In July 2021, Fancelli gave $1,000 to a candidate for mayor of Lakeland, who thanked One America News for "correctly" referring to Trump as the president after President Biden was inaugurated. In September 2021, she gave $5,800 to Rep. Matt Rosendale of Montana, one of 21 House Republicans who opposed awarding the Congressional Gold Medal to police officers who defended the U.S. Capitol on January 6.

In total, Fancelli donated more than $2.5 million to political causes in 2020, with most or all of it going to right-wing and far-right candidates and causes.

=== Association with the 2021 United States Capitol attack ===

On December 29, 2020, Fancelli donated $150,000 to the nonprofit arm of the Republican Attorneys General Association, the Rule of Law Defense Fund.
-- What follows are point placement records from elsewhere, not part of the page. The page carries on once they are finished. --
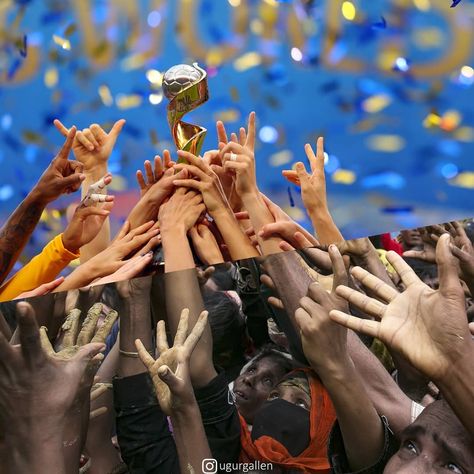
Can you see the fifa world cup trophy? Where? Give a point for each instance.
(186, 88)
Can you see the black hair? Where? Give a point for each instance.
(272, 351)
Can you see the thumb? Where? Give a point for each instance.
(116, 129)
(302, 173)
(73, 181)
(169, 378)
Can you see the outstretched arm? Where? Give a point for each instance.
(61, 176)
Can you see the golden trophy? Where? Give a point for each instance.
(186, 88)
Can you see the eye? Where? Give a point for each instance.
(411, 447)
(301, 403)
(454, 468)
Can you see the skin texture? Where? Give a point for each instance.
(253, 387)
(61, 176)
(37, 397)
(92, 148)
(171, 378)
(313, 193)
(436, 442)
(428, 327)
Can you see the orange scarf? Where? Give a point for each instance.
(314, 458)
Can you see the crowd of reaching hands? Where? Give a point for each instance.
(213, 326)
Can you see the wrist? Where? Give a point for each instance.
(97, 171)
(69, 244)
(460, 370)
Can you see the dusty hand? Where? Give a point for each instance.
(170, 372)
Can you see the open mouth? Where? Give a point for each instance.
(240, 395)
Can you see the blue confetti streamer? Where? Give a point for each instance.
(290, 196)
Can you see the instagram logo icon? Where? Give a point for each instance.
(209, 466)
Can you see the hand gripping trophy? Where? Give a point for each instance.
(186, 88)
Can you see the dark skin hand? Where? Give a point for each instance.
(62, 176)
(37, 390)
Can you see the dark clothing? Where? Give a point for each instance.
(146, 443)
(145, 439)
(220, 419)
(337, 454)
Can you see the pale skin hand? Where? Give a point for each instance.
(112, 258)
(243, 166)
(43, 289)
(205, 245)
(153, 173)
(429, 328)
(85, 224)
(313, 193)
(170, 372)
(92, 146)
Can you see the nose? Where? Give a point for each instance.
(248, 380)
(418, 465)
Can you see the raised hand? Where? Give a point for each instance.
(170, 372)
(181, 211)
(92, 146)
(63, 176)
(208, 183)
(313, 185)
(74, 336)
(85, 225)
(324, 341)
(428, 327)
(205, 245)
(37, 392)
(238, 158)
(153, 173)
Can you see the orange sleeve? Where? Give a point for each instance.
(43, 268)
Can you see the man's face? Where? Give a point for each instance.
(434, 443)
(252, 387)
(411, 239)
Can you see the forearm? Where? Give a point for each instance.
(355, 414)
(291, 278)
(389, 400)
(135, 323)
(457, 388)
(35, 452)
(176, 250)
(102, 240)
(183, 291)
(79, 278)
(16, 232)
(324, 226)
(237, 242)
(43, 268)
(371, 262)
(260, 215)
(190, 439)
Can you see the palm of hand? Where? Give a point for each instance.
(89, 158)
(410, 326)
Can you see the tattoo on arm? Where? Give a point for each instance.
(15, 234)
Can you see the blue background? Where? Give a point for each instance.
(425, 181)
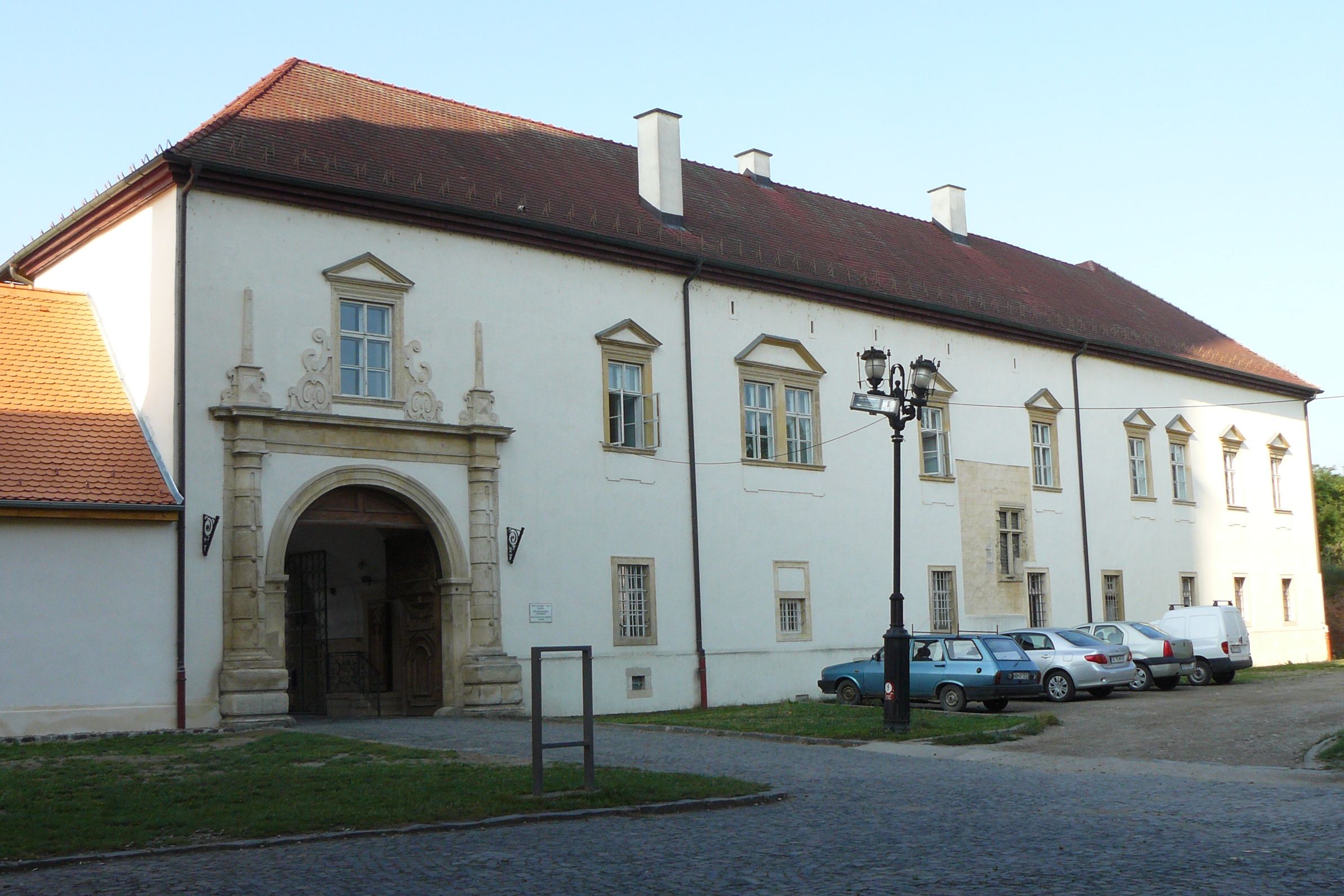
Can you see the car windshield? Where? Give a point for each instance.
(1006, 649)
(1080, 640)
That money was subsequently used to pay for robocalls promoting the "Stop the Steal" rally at the Ellipse on January 6.

Working in association with Alex Jones, the far-right American radio host, on December 29, 2020, Fancelli donated $300,000 to Women for America First to organize a "Stop the Steal" rally in Washington, D.C., on January 6. Fancelli, who was reportedly a "regular listener" of Jones's show, had an assistant call Jones to discuss possible ways to undermine president-elect Joe Biden's victory, and Fancelli and Jones spoke directly at least once between December 27, 2020, and January 1, 2021. Fancelli selected Caroline Wren, a Trump fundraiser, to organize the event; this was done in through Women for America First, the organization that obtained the permit for the January 6 rally at The Ellipse, while Wren was officially listed as a "VIP Advisor" on event permits. The event itself featured speeches by then-President Donald Trump, Donald Trump Jr., Rudy Giuliani, John Eastman, Madison Cawthorn and others, and directly preceded the attack on the United States Capitol building. The Wall Street Journal described Fancelli's donation as the "lion's share" of the funding behind the "Stop the Steal" rally, while Axios observed "It's getting harder to see how Jan. 6 would have happened without Fancelli's money." Fancelli is the largest donor to the event whose identity is publicly known.

On December 29, 2020, Fancelli also donated $200,000 to the Tea Party Express, which used the money for advertisements on radio and social media urging supporters of President Donald Trump to attend the rally and subsequent march.

As of December 2021, Fancelli's donations to events associated with the 2021 United States Capitol attack were revealed to be at least $650,000; the Congressional January 6 commission is still conducting further investigations. Fancelli had reportedly planned to attend the "Stop the Steal" rally herself and had booked a room at the Willard Hotel, but decided not to travel due to fears about the pandemic.

On December 8, 2021, The Washington Post reported that Publix had issued a statement saying: "We are deeply troubled by Ms. Fancelli's involvement in the events that led to the tragic attack on the Capitol on January 6." On January 31, 2021, Fancelli issued the following statement: "I am a proud conservative and have real concerns associated with election integrity, yet I would never support any violence, particularly the tragic and horrific events that unfolded on January 6."

== Personal life ==
Fancelli's family, including her six siblings, was ranked by Forbes as the 39th richest family in the United States, with an estimated net worth of $8.8 billion. Fancelli is not currently involved with Publix's business operations.

On December 31, 1972, Fancelli (then Julie Ansley Jenkins) married Mauro Adolfo Dino Fancelli, of Florence, Italy, in Lakeland, Florida; she met Mr. Fancelli while studying abroad.

Fancelli maintains homes in Lakeland and Longboat Key, Florida; and Florence, her primary residence. Fancelli is the president of the George Jenkins Foundation; in 2020, the foundation reported net assets of $27.7 million, and gave more than $3.3 million to charities that provide education, health care and social services to poor children and the elderly. Fancelli has also been praised for her commitment to the elderly.